Ascospores of Potamomyces sp. ex gr. P. armatisporus found in the 2nd Lusatian lignite seam in the Komorniki borehole (Ruja lignite deposit) clearly indicate warm and humid climate (Worobiec et al., 2022b, c), which is in accordance with results of studies of plant assemblages from this borehole. An analysis of floristic composition points to warm temperate climate conditions with mild winters (Worobiec et al., 2008), with a mean annual temperature in the range of 15.7–17.8 °C. The climate was generally described as humid based on the vegetation, including the presence of swamp forests and peat bogs (Worobiec et al., 2022b).
The fungal assemblages from lignite deposits at the Drzewce opencast pit and Chłapowo do not comprise taxa that could be used as direct proxies of warm climate.

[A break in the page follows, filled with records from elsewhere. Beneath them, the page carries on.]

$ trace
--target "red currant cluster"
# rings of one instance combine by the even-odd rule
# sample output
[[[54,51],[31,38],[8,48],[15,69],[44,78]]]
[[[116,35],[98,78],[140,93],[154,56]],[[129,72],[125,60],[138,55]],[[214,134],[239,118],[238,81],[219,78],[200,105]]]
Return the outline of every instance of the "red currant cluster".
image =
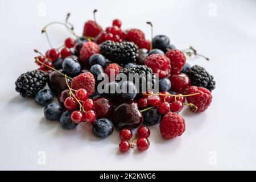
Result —
[[[139,151],[147,150],[150,144],[148,138],[150,136],[150,130],[147,127],[142,126],[137,130],[136,136],[131,139],[133,133],[128,129],[122,129],[119,133],[121,142],[119,144],[119,150],[121,152],[126,152],[130,148],[134,147],[134,143]],[[131,142],[129,141],[131,139]]]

However, numerous remains of epiphyllous fungi (sporocarps of the fossil-genera Phragmothyrites, Plochmopeltinites and Trichothyrites) may suggest a humid palaeoenvironment (Worobiec et al., 2022a, 2025a). Modern epiphyllous fungi show the highest abundance and taxonomic diversity in humid regions across the globe, because high annual rainfall and elevated air moisture are important for their growth (Tripathi, 2009; Piepenbring et al., 2011; Conran et al., 2016; Worobiec & Worobiec, 2017). Accordingly, results of palynological investigations indicate a warm and humid climate during the formation of these lignite seams (Worobiec et al., 2022a, 2025a).

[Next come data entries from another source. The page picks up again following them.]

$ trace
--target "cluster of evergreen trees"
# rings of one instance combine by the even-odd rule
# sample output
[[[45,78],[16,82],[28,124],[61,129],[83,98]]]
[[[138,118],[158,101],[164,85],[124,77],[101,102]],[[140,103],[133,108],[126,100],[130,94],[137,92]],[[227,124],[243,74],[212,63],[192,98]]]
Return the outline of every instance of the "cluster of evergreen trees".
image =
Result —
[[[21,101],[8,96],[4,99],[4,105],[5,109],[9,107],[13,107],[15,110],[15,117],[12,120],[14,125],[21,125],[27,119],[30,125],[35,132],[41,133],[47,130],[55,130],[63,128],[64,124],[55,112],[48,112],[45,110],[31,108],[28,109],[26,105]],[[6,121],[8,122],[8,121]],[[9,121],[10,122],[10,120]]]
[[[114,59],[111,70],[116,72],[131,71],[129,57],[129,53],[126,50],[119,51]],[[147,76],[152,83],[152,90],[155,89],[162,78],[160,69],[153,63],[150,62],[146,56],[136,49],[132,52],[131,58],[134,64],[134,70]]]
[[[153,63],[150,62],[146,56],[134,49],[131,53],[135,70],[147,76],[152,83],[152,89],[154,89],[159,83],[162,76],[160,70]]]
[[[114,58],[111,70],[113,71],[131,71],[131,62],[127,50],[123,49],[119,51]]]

Palynological studies of coal-bearing deposits are a crucial tool to reconstruct the palaeoenvironment of peat-forming ancient wetlands. Classic palynological analysis (pollen and spores) is key to determining the composition and ecology of peat-forming plant communities and changes during the formation of peat deposits, as well as concomitant climatic conditions. Fungal non-pollen palynomorphs are also potentially valuable palaeoenvironmental indicators. However, pre-Quaternary fungal NPP are rarely investigated, and their potential as a source of data for palaeoecological interpretations of Neogene coal-forming environments is often overlooked.

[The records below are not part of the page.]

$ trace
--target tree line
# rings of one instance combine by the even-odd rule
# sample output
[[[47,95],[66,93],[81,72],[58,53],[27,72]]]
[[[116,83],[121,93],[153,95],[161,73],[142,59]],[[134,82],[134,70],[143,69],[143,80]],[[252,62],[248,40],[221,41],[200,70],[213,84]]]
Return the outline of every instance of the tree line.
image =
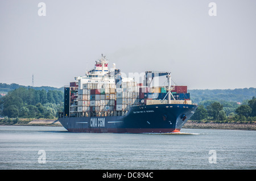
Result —
[[[224,107],[225,106],[225,107]],[[191,117],[193,120],[256,121],[256,98],[244,101],[241,105],[236,102],[204,100]]]
[[[63,109],[64,93],[20,87],[0,99],[0,115],[9,117],[47,118]]]

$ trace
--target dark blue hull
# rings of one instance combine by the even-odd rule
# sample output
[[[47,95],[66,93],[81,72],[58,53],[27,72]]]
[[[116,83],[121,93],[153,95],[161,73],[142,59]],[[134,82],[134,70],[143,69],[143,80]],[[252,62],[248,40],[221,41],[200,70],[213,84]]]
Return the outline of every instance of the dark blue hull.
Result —
[[[179,132],[197,106],[153,104],[135,106],[126,116],[60,117],[68,131],[89,133],[169,133]]]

Studies of fungal non-pollen palynomorphs from Miocene lignite deposits in Poland clearly demonstrate that, when coupled with other proxies, fungal remains can add to the palaeoenvironmental picture obtained from classic pollen analysis. Fossil fungi play a significant role in multiproxy reconstructions, providing information on wetland hydrology, vegetation structure and density, temperature, humidity and plant-fungal interactions. They may confirm and complement palaeovegetational and palaeoclimatic inferences derived from classic palynology, creating a comprehensive picture of Miocene coal-forming environments. This is clearly visible, for example, in the case of the Chłapowo lignite seam, where changes in the abundance of ecological groups of fungi, in correlation with the variability of other palynomorphs and palynofacies, clearly indicate changes in plant communities associated with palaeoenvironmental variability (Worobiec et al., 2025a).